The brown wire is attached to CM707 B terminal, and a black wire to the A terminal. I ASSumed. I have made no internal connections, simply attached the brown to the L terminal on the Hive faceplat and the black to the L terminal on the Hive faceplate.
 
Telling us the colours of the wires is of no use unfortunately. What colour is used for what, would have been chosen by the original installer and varies from installation to installation. It is what they are connected to at each end that matters.

Electrically speaking, the CM707 is just a simple battery operated on/off switch. When it's 'on' the wires in terminals A and B are electrically connected together, so if one wire were live and the other neutral then when it turned on...... BANG!

So, the 'live' switching wires that were in A and B (ie the switch, would connect to the Hive Single channel terminals (1) and (3) which are also an on/off switch, exactly the same as the CM707 is.

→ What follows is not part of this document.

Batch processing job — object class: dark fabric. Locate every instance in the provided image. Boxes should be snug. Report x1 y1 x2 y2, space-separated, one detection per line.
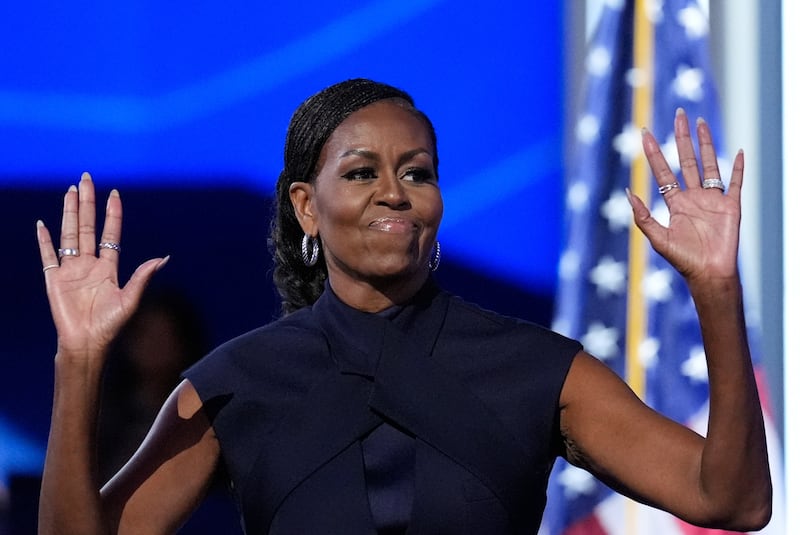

Because the CM707 is battery powered it did not need a 230V supply. Hive does need a 230V supply, so this needs to be connected to the N & L terminals. This should come from the same 3A fused spur that supplies the rest of the heating system. You already have a live supply to the thermostat which you can link to the L, but you will also need a neutral for N. You maybe able to use the "grey wire that is folded behind" for this connection, but you need to find out first what it is connected to at the other end.